Na het indienen van je aanvraag sturen wij jouw aanvraag door naar de Deskundigencommissie EFRO. De Deskundigencommissie beoordeelt alle aanvragen die wij voor deze subsidie ontvangen. Heb je een aanvraag ingediend voor een klein project? Dan hoor je uiterlijk in december van ons of de Deskundigencommissie jouw aanvraag positief of negatief heeft beoordeeld. Heb je een aanvraag ingediend voor een groot project? De beoordeling van de grote projecten maken wij uiterlijk in januari bekend.

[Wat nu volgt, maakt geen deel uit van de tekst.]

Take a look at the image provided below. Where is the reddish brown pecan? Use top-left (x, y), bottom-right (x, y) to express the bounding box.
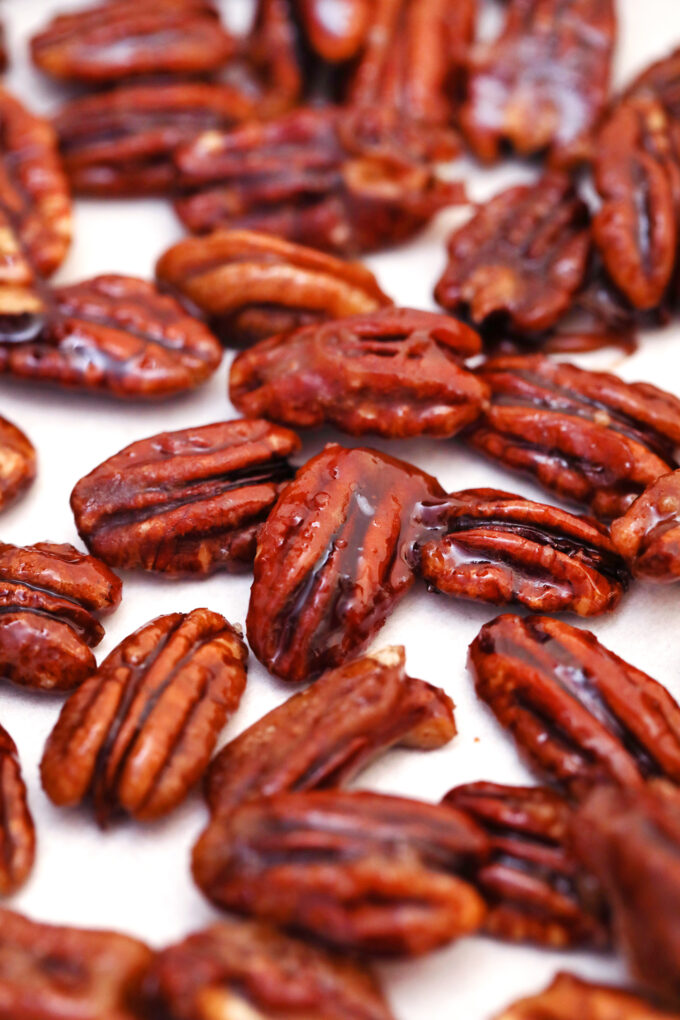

Bij een positieve beoordeling gaan wij verder met de behandeling van je aanvraag. Dit betekent dat wij nog een technische toets uitvoeren. Tijdens de technische toets controleren wij of jouw project financieel en economisch uitvoerbaar is. Ook controleren wij of het project past binnen de verschillende juridische vereisten, zoals staatssteun en of de begrote kosten passen binnen de geldende regelgeving. Tijdens deze controle stellen we (mogelijk) aanvullende vragen over het project via het EFRO-Webportal. Samen maken we afspraken om deze toets zo snel mogelijk af te ronden.
Heeft jouw project niet voldoende punten gescoord? Dan ontvang je van ons een brief waarin we jouw aanvraag afwijzen. In deze brief vind je ook de volledige beoordeling van de Deskundigencommissie.
Na ontvangst van de verleningsbeschikking kun je eenvoudig via het webportaal een werkvoorschot van 30% aanvragen. Voor het aanvragen van het werkvoorschot heb je ter verificatie van je rekeningnummer een kopie van je bankafschrift nodig.
De Deskundigencommissie bestaat uit onafhankelijke deskundigen. Zij adviseren het SNN over de toekenning van de subsidie. Dit doen zij op basis van de landelijk afgesproken selectiecriteria uit het beoordelingskader:
- De bijdrage van het project aan de doelstellingen van het Programma EFRO 2021-2027 Noord-Nederland en de openstelling & de bijdrage van het project aan maatschappelijke impact en duurzame ontwikkeling;
- Het financieel en economisch toekomstperspectief van het project;
- De innovativiteit van het project;
- De kwaliteit van de aanvraag.
De projecten worden gerangschikt op basis van dit beoordelingskader. Dit betekent dat het project met de hoogste score als eerste subsidie ontvangt, daarna het project met de een-na-hoogste score, totdat het budget op is. Ook geldt een ondergrens van 70 punten. Projecten die minder dan 70 punten scoren, komen niet in aanmerking voor subsidie. Deze projecten dragen onvoldoende bij aan de doelstellingen van het subsidieprogramma.